Ceremony at Mount Jerome cemetery for young who died at mother and child home

Derek Leinster, born in the Bethany Home in 1938 and chairman of the Bethany Home Survivors’ Group, with Lorraine Jackson, who was brought to the home and adopted after nine months, attending an annual remembrance at Mount Jerome cemetery for children who lost their lives at the home. Photograph: Alan Betson/The Irish Times
Derek Leinster, born in the Bethany Home in 1938 and chairman of the Bethany Home Survivors’ Group, with Lorraine Jackson, who was brought to the home and adopted after nine months, attending an annual remembrance at Mount Jerome cemetery for children who lost their lives at the home. Photograph: Alan Betson/The Irish Times

Joyce McSharry has a small wallet-sized folder with pictures of her mother Emily.
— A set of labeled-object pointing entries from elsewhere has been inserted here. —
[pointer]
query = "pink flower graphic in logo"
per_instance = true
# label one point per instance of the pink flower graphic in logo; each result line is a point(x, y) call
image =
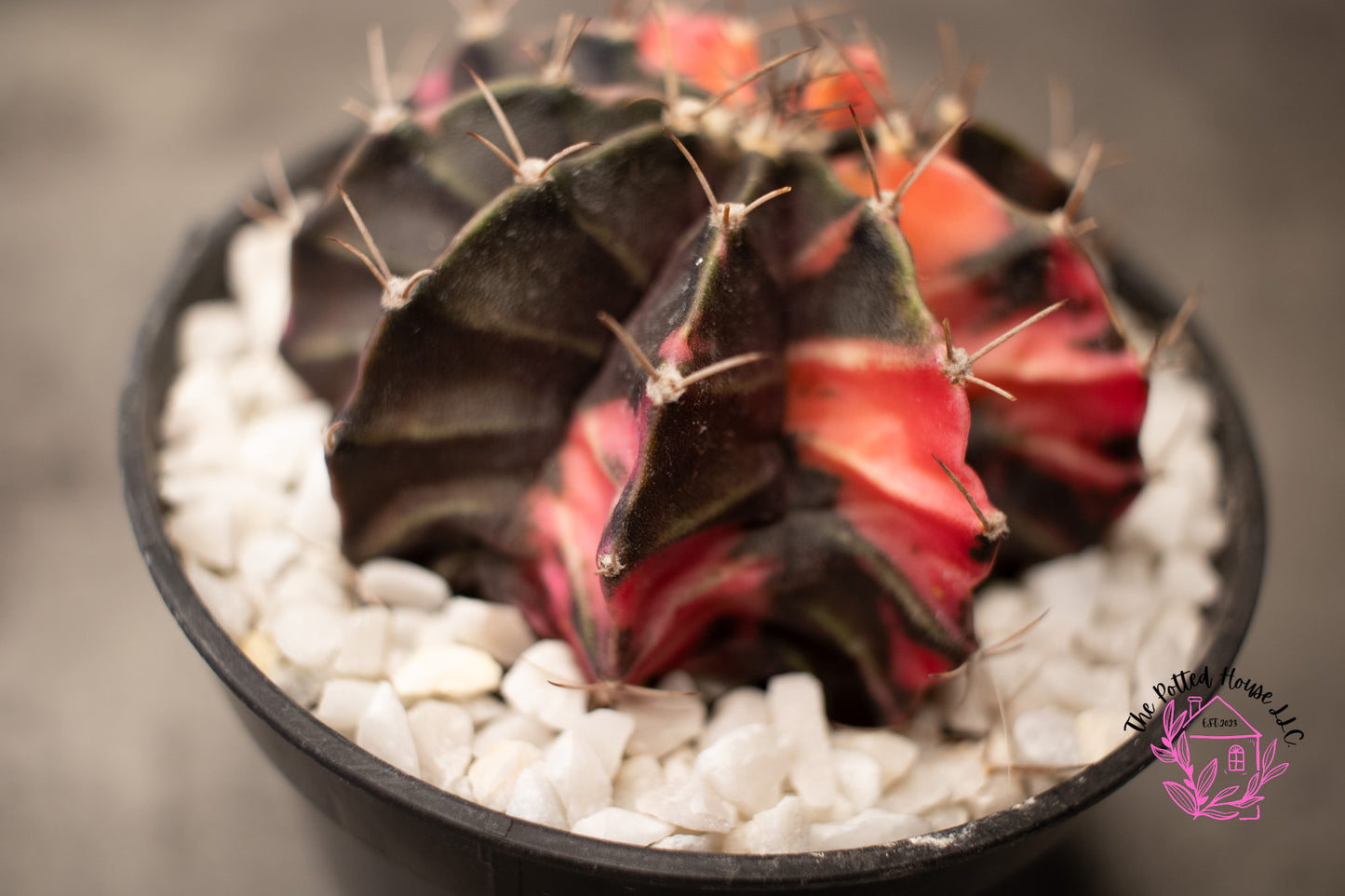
point(1236, 760)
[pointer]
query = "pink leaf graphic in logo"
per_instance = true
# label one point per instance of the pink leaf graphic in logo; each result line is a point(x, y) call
point(1226, 754)
point(1181, 796)
point(1206, 778)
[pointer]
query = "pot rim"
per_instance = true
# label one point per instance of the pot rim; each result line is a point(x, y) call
point(201, 264)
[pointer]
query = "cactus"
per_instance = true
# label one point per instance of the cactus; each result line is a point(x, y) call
point(656, 349)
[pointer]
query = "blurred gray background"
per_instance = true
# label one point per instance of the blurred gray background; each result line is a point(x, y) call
point(124, 124)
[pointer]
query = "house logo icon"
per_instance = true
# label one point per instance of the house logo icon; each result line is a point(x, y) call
point(1233, 766)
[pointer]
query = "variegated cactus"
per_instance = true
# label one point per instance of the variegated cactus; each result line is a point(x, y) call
point(658, 350)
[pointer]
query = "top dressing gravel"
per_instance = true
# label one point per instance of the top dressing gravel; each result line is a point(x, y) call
point(458, 690)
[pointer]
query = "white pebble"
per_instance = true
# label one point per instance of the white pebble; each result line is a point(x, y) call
point(664, 721)
point(205, 531)
point(858, 777)
point(1045, 738)
point(492, 777)
point(277, 446)
point(257, 268)
point(921, 789)
point(734, 709)
point(946, 817)
point(315, 515)
point(343, 702)
point(962, 767)
point(265, 554)
point(528, 685)
point(800, 715)
point(210, 332)
point(870, 827)
point(1188, 576)
point(691, 803)
point(579, 777)
point(692, 844)
point(456, 672)
point(1067, 590)
point(483, 709)
point(443, 733)
point(623, 826)
point(384, 732)
point(307, 584)
point(308, 633)
point(511, 726)
point(198, 407)
point(1097, 733)
point(262, 382)
point(225, 600)
point(1000, 791)
point(780, 829)
point(638, 775)
point(607, 730)
point(496, 628)
point(1158, 516)
point(1114, 640)
point(748, 767)
point(1206, 530)
point(300, 684)
point(894, 753)
point(399, 582)
point(363, 643)
point(1001, 611)
point(535, 799)
point(1178, 409)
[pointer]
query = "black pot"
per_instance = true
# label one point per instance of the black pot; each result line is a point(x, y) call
point(465, 848)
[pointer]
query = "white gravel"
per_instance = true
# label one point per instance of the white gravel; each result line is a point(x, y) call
point(459, 691)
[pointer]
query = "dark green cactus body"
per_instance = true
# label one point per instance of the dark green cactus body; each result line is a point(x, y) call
point(794, 504)
point(416, 186)
point(468, 388)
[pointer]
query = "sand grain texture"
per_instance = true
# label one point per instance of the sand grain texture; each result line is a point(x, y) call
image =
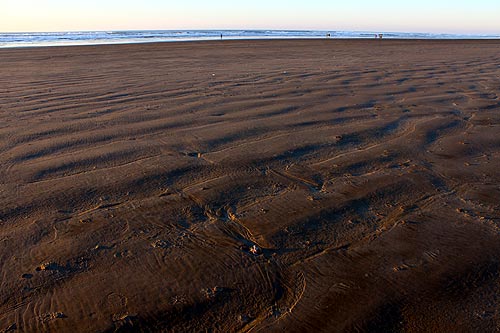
point(321, 186)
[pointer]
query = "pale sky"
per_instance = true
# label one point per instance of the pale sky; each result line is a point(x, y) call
point(446, 16)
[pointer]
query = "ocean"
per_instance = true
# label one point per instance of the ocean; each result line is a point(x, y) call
point(29, 39)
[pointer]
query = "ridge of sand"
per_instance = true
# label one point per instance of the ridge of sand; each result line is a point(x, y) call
point(136, 179)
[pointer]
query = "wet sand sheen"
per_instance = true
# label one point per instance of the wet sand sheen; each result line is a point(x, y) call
point(251, 186)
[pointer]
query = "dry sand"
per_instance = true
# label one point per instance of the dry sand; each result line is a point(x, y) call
point(135, 181)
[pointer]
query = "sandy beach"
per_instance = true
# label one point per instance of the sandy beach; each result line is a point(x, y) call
point(251, 186)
There are several shots, black and white, all belonging to a traumatic past.

In the background is the Bethany Mother and Child Home.

“I was taken from her,” she says, the pain of her life clear in how she speaks.

She is standing at the memorial to 222 children who were buried in an unmarked grave at Mount Jerome cemetery, erected three years ago after prolonged campaigning.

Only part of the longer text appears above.